Richtig Lüften – darauf ist in Corona-Zeiten zu achten

Richtig zu lüften ist immer wichtig, denn dadurch lässt sich Schimmelbildung in einem Raum vermeiden. Erst recht in Zeiten von Corona.

Außerdem dient eine ausreichende Sauerstoffzufuhr der Gesundheit und sorgt dafür, dass wir leistungsfähig bleiben. Auch Krankheitskeime können durch richtiges Lüften besser aus Räumen verschwinden, was wiederum unser Immunsystem entlastet. Vor allem dem letzten Punkt kommt gerade in der aktuellen Zeit rund um die Corona-Pandemie eine besondere Bedeutung zu.

Warum ist richtiges Lüften aktuell so wichtig?

Die Wissenschaft forscht noch immer, um das Corona-Virus SARS-CoV-2 besser zu verstehen. Dabei ist in den letzten Monaten vermehrt festgestellt worden, dass einer der Hauptübertragungswege die Bildung von Aerosolen ist. Aerosole sind kleinste Schwebeteilchen, die sich beim Sprechen, Husten und selbst beim Atmen teilen und die für eine ganze Weile in der Luft bleiben. Dabei bewegen sie sich durch den Raum. Stößt eine mit dem Corona-Virus infizierte Person Aerosole aus, tragen diese eine gewisse Virenlast.
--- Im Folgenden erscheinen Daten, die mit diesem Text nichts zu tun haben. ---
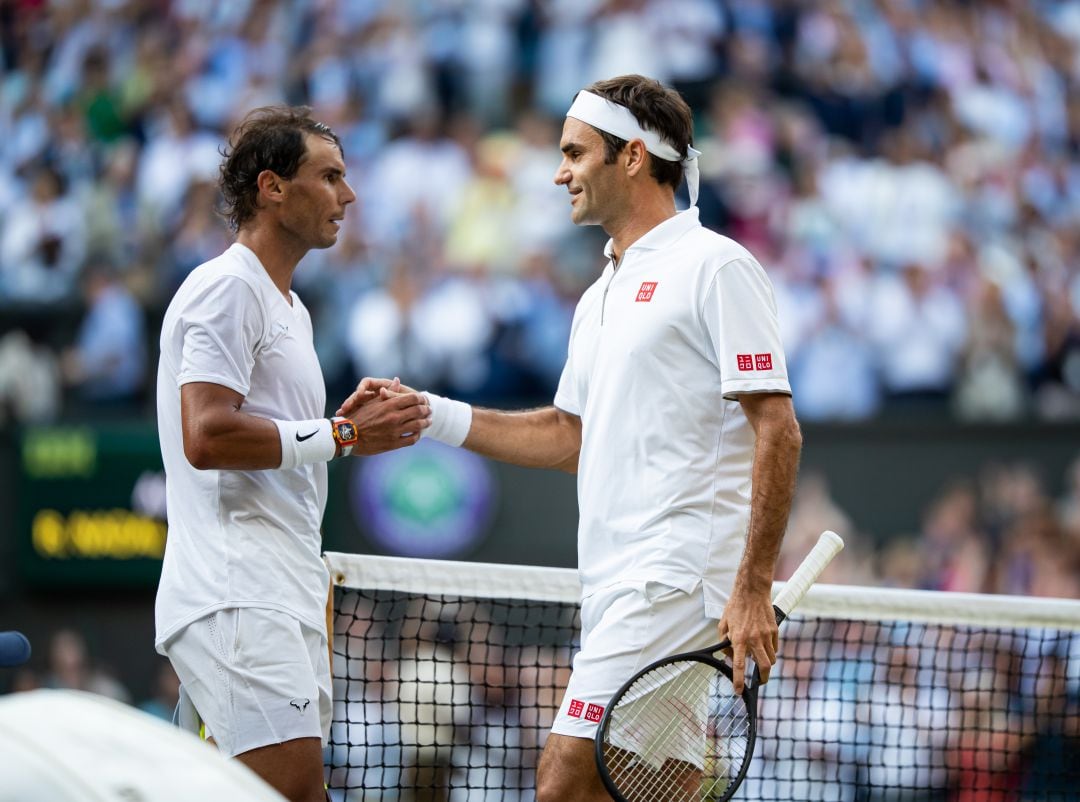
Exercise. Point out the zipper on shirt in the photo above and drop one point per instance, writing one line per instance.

Um nun eine Ansteckung durch diese Virenlast zu vermeiden, gilt es, die Zahl der Aerosole in geschlossenen Räumen so niedrig wie möglich zu halten. Gerade jetzt im Herbst und Winter, wenn es draußen zu kalt wird, um sich dauerhaft im Außenbereich aufzuhalten, ist es besonders wichtig, auf eine gute Frischluftzufuhr zu achten. Zumal die wenigsten Haushalte über einen – teils sehr teuren – Luftreiniger verfügen. Deshalb haben wir hier die sinnvollsten und besten Tipps für Sie zusammengefasst.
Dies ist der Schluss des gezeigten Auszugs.